To answer this question, Jae-Kap Lee and his co-workers from Dongguk University, Korea Basic Science Institute, Yeungnam University, Korea Research Institute of Standards and Science, Jeonju Machinery Research Center, Korea and Heriot-Watt University, UK reported that SWCNTs are in fact tubular graphene in a unique armchair configuration, resulting from the diagonal (30o to the tubule axis) growth of a zigzag graphene ribbon.

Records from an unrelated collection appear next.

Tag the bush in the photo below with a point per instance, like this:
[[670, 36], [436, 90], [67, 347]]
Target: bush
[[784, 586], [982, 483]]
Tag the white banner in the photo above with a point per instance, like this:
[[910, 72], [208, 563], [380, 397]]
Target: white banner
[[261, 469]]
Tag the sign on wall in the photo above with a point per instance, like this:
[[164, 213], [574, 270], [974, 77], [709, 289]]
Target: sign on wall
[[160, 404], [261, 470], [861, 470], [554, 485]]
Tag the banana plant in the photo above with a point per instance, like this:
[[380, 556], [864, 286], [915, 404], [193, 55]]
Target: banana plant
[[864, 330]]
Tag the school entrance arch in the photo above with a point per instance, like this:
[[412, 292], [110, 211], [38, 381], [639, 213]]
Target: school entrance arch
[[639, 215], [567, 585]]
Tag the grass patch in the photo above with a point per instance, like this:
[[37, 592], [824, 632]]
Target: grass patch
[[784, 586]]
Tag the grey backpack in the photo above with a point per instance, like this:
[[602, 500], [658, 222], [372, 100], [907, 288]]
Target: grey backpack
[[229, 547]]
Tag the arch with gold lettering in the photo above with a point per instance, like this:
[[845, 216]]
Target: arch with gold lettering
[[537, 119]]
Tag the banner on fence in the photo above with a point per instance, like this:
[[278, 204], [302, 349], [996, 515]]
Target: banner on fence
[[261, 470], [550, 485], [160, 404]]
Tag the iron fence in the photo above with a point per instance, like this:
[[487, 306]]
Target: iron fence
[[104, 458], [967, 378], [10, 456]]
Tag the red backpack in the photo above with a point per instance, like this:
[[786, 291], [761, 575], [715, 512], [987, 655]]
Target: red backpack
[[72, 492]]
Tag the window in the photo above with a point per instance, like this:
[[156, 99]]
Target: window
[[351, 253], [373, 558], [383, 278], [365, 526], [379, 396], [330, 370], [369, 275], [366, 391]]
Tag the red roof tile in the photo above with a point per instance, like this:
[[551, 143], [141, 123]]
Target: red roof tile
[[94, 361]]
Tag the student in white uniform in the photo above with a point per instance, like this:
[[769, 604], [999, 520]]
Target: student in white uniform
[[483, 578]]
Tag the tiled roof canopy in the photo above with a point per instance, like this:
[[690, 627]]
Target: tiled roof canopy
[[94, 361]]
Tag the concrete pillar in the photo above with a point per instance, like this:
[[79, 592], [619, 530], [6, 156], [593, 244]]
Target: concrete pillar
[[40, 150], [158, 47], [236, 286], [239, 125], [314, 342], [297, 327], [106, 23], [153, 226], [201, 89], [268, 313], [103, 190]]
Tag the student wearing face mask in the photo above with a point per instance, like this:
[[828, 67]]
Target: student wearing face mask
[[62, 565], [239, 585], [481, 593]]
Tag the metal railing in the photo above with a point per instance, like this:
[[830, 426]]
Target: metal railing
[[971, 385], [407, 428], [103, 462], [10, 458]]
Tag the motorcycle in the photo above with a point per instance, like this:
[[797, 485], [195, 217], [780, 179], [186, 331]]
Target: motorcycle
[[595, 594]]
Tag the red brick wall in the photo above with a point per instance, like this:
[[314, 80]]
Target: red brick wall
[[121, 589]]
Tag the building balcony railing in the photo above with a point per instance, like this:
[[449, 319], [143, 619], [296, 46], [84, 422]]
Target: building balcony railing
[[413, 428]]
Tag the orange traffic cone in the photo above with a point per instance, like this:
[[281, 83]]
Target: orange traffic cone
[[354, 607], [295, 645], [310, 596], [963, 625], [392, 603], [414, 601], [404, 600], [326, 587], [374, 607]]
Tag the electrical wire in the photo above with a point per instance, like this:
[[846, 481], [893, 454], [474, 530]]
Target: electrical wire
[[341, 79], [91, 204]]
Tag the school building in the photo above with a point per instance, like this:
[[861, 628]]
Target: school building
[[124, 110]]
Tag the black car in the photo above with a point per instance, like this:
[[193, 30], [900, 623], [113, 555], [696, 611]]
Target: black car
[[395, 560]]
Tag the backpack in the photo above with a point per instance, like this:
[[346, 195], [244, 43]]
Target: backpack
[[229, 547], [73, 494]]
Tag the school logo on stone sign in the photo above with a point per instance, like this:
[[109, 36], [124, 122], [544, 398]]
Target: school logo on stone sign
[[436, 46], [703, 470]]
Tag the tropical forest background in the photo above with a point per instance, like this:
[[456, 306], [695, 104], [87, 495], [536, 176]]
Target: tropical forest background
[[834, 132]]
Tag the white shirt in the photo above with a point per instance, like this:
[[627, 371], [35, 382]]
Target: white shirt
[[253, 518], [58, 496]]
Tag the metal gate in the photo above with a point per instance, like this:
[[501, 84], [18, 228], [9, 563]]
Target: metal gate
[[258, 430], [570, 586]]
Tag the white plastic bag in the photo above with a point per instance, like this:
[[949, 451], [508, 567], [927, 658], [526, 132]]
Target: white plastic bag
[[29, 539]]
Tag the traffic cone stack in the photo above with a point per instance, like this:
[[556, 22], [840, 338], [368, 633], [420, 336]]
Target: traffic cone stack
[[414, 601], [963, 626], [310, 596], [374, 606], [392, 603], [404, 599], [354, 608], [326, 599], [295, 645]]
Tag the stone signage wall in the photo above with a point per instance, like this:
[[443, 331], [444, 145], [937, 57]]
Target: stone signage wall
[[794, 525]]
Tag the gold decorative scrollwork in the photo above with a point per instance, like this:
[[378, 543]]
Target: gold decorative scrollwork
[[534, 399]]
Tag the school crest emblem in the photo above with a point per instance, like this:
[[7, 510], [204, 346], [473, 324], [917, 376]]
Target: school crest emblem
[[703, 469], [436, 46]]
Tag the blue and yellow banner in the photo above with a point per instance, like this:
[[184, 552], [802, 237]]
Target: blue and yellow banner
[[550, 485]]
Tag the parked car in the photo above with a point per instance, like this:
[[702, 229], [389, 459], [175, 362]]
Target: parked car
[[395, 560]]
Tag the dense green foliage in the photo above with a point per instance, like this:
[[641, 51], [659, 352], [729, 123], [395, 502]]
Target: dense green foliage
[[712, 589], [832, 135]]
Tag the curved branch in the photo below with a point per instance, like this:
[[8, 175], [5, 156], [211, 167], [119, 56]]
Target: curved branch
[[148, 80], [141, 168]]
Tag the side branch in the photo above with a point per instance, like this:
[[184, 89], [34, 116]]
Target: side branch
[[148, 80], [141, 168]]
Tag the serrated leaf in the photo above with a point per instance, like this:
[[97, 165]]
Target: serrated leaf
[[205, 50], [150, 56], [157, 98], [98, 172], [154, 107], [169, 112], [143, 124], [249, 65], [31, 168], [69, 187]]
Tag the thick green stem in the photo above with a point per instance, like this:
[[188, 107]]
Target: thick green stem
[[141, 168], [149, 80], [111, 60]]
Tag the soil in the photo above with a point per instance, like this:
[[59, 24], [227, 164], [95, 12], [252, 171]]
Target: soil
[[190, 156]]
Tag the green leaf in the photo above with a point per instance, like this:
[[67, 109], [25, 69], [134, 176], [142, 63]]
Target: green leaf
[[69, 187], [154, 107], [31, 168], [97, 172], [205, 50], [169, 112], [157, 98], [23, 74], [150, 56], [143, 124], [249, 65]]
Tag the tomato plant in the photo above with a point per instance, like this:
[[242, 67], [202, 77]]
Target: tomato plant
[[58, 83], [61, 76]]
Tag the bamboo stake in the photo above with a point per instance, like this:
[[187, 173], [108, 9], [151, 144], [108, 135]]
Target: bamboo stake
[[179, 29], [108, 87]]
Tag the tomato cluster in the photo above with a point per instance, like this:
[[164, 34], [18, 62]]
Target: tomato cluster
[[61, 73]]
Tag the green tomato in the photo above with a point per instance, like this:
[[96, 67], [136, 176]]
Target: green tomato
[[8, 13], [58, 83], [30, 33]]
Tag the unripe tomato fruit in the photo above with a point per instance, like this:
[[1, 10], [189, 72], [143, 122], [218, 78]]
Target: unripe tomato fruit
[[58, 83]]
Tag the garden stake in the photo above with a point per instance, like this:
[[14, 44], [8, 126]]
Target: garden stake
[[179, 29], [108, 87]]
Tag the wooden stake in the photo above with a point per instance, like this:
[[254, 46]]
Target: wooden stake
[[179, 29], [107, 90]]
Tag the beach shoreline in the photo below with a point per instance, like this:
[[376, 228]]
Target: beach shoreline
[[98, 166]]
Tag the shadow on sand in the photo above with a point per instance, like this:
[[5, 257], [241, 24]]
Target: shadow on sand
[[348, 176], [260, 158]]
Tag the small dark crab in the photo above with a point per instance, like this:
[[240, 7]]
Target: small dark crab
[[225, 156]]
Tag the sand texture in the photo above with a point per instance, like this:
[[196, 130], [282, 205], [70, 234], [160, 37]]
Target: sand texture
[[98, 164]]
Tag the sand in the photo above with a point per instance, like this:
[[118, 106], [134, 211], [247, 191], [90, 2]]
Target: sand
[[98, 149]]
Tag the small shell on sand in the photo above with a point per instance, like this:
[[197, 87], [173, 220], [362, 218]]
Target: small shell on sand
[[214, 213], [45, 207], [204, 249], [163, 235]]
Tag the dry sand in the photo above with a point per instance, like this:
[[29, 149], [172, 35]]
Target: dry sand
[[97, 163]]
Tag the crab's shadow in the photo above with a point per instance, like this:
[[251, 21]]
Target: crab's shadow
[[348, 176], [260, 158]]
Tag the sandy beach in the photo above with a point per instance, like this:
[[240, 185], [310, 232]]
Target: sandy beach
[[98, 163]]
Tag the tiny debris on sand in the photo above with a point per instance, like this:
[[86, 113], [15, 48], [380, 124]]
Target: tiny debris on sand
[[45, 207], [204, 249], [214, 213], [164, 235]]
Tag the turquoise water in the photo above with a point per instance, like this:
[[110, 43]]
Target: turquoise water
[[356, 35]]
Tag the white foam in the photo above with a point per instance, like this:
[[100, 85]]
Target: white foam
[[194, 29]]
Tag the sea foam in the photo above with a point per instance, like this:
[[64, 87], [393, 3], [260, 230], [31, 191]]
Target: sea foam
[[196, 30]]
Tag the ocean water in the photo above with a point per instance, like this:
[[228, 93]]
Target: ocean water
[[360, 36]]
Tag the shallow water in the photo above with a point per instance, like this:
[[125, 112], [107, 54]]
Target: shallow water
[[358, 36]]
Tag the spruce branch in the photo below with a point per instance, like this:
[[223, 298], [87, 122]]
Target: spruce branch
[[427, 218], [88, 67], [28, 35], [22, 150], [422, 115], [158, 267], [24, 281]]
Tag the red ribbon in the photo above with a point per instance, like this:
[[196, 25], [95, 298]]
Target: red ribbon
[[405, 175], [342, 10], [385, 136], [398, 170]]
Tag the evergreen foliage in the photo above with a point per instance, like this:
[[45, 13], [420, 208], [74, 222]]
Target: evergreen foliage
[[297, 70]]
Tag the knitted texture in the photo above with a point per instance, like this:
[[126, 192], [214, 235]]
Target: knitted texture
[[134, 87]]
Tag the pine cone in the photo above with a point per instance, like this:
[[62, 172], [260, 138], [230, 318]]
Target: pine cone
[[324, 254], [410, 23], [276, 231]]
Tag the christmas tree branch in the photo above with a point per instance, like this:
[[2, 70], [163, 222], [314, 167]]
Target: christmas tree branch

The purified SWCNTs were synthesized by an arc-discharge technique (Hanwha nanotech). When the CNTs were characterized by high-resolution transmission electron microscopy with aberration corrector and a monochromater operating at 80 kV, wavy and disconnected atomic lattice fringes, which correspond to the nodal tubules, were evident. The line scans along the tubule axis on the image recorded by the atomic force microscopy revealed the trace of the nodal morphology. The analysis of previous reported experimental data collected by diverse electron diffraction patterns, high resolution transmission electron microscopy, scanning tunneling microscopy morphologies, and the inconsistencies in the measured mechanical and electrical properties of SWCNTs also support this novel model.
Based on the novel SWCNT structure model, a two-step helical growth process in which produced the unique “back and belly” nodal morphology was proposed. Firstly, as the top of the graphene ribbon rises from the nucleation site, the edges of the helix become wider to minimize surface energy by lateral growth. After that, the secondary lateral growth of the zigzag graphene helix fills the gaps between the nodes preformed by the primary helical growth, and completes the tubular shape in the armchair configuration. The armchair configuration is the preferred structure of SWCNTs. The chirality may be not a necessary condition for the growth of carbon nanotubes.
This work proposed an impressive model of SWCNT structural formation, which offered new insights on the reported experimental data of SWCNT morphologies and their growth mechanism. These new insights shed a new light on the structure of SWCNTs and their controllable formation for electronics and other potential applications.